Montag, 29. Mai 2017, 24.00 Uhr auf ERT2
Ának Araw, 2013, Philippinen/USA, 70 Min.
Regie: Gym Lumbera
Gym Lumberas Ának Araw beginnt mit Worten, die auf der Leinwand zu lesen sind: eine Prozession einfacher englischer Substantive begleitet von ihren Piktogrammen. Darauf folgen dann ihre Darstellungen als Live-Aktionen, die mit Untertiteln in Tagalog versehen sind. Worte, aber kein Dialog.

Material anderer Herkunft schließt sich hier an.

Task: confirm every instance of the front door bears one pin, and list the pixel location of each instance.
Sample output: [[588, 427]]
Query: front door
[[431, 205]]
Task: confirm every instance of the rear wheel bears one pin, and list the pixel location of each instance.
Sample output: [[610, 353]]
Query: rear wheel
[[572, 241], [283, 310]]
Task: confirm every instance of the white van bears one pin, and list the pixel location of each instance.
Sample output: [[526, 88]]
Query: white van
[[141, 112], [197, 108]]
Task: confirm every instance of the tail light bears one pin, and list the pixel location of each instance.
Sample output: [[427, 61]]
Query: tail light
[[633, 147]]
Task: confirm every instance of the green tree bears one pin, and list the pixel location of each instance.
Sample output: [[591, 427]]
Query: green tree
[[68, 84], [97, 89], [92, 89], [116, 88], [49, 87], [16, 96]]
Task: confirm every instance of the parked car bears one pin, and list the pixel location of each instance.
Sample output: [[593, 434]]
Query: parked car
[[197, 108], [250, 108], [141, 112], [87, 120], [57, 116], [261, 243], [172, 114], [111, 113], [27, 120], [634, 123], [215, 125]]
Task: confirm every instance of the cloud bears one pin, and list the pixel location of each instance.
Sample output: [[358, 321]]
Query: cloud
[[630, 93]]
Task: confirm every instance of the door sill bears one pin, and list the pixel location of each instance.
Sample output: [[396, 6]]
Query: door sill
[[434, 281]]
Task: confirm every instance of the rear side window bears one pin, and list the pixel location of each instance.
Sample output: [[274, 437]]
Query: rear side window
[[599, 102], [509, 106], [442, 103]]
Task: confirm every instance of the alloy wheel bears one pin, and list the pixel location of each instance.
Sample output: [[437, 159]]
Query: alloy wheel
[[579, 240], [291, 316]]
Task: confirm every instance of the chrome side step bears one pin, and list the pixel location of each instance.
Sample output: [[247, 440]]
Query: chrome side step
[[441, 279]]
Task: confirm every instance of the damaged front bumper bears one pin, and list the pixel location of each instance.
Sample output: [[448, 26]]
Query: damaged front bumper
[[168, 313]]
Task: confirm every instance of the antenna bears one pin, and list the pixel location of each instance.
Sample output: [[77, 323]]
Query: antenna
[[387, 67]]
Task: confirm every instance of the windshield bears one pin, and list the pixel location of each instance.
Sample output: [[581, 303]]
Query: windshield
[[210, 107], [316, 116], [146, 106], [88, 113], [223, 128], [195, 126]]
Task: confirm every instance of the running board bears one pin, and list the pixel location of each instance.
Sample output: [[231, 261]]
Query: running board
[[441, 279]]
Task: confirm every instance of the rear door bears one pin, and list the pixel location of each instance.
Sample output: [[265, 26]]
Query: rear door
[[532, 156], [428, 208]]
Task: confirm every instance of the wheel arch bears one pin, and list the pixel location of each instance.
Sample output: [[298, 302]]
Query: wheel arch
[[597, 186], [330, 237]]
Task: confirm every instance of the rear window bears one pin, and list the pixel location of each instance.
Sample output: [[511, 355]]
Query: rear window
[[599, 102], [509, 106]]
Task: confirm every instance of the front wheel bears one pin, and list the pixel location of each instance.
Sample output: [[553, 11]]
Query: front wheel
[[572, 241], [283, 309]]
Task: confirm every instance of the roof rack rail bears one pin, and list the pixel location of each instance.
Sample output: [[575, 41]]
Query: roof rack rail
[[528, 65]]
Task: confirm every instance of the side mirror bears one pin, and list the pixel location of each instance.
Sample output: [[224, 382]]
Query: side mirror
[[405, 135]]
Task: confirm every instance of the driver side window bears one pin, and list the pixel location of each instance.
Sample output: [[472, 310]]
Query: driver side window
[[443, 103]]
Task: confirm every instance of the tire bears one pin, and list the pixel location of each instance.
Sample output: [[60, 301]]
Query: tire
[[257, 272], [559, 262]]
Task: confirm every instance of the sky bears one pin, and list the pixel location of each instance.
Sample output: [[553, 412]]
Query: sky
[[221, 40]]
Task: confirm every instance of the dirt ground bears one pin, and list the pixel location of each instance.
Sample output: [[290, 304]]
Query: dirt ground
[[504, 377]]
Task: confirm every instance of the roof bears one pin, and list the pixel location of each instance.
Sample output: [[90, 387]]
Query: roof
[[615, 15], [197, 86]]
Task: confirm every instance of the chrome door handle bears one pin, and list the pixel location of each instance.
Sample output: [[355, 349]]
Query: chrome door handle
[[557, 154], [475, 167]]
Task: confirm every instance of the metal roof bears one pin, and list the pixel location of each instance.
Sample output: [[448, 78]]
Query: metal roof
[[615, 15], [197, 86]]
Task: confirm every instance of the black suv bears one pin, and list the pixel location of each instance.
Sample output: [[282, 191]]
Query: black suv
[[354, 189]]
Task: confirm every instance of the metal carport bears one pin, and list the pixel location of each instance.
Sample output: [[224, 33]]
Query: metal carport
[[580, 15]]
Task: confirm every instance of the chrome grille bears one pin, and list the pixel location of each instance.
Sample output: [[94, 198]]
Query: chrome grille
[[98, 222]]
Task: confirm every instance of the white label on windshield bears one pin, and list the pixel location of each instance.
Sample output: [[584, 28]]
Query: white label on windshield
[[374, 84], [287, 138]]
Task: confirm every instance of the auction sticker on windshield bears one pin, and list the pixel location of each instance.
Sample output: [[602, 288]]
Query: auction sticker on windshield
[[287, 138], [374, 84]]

Obwohl dieser seltsame Einfall nie zur Gänze aufgeklärt wird, folgt der Film einem philippinischen Albino, der glaubt, er sei amerikanischer Abstammung, und sich unter Zuhilfenahme eines Wörterbuchs selbst die englische Sprache beibringt. Wie anderen philippinischen Filmemachern seiner Generation geht es auch Lumbera in erster Linie um die postkoloniale Imagination. Der Film, der in den 1950er Jahren spielt, montiert bruchlos Filmfootage mit Archivmaterial, das unterschiedliche Belichtungsqualitäten und Kratzer aufweist. Ein solcher Effekt macht den psychologischen Zustand einer sich überlagernden Bifurkation deutlich: das Hinterland und die Stadt; Mensch und Tier; Kolonisierender und Kolonisierter; Dokumentation und Fiktion; Leben und Tod.
Als erstaunlicher Erstlingsfilm, der ein ganzes Genre definiert hat, ist Ának Araw an sich schon ein Avantgardewerk kinematografischer Übersetzung, der Fragmente der Geschichte auf seine eigene Weise einbezieht. Dabei werden die frühen ethnografischen Filme eines Robert Flaherty heraufbeschworen, das US-amerikanische Experimentalkino eines Hollis Frampton, die philippinische (Neu-)Schaffung einer filmischen Vergangenheit, die es nie gab, durch Filmemacher wie Raya Martin und der europäische Kunstfilm eines Béla Tarr. Und das sind nur die ersten zehn Minuten – die Dschungel-Boogie-Brass-Band und Nat King Coles legendäre Interpretation des philippinischen Klassikers Dahil Sa’yo folgen noch. Durch beständige Umbenennung und Verwandlung bewegt sich Lumbera flüssig in den Zwischenräumen eines aufgeschobenen Porträts von Menschen, die außerstande sind, sich durch Sprache zu definieren. Die gefühlvolle Magie von Ának Araw lässt sich durch das Nebeneinander von zwei weiteren benachbarten Wörtern des Tagalog auf der Leinwand zusammenfassen: pagaginip – „Traum“ – und panahón – „Zeit“.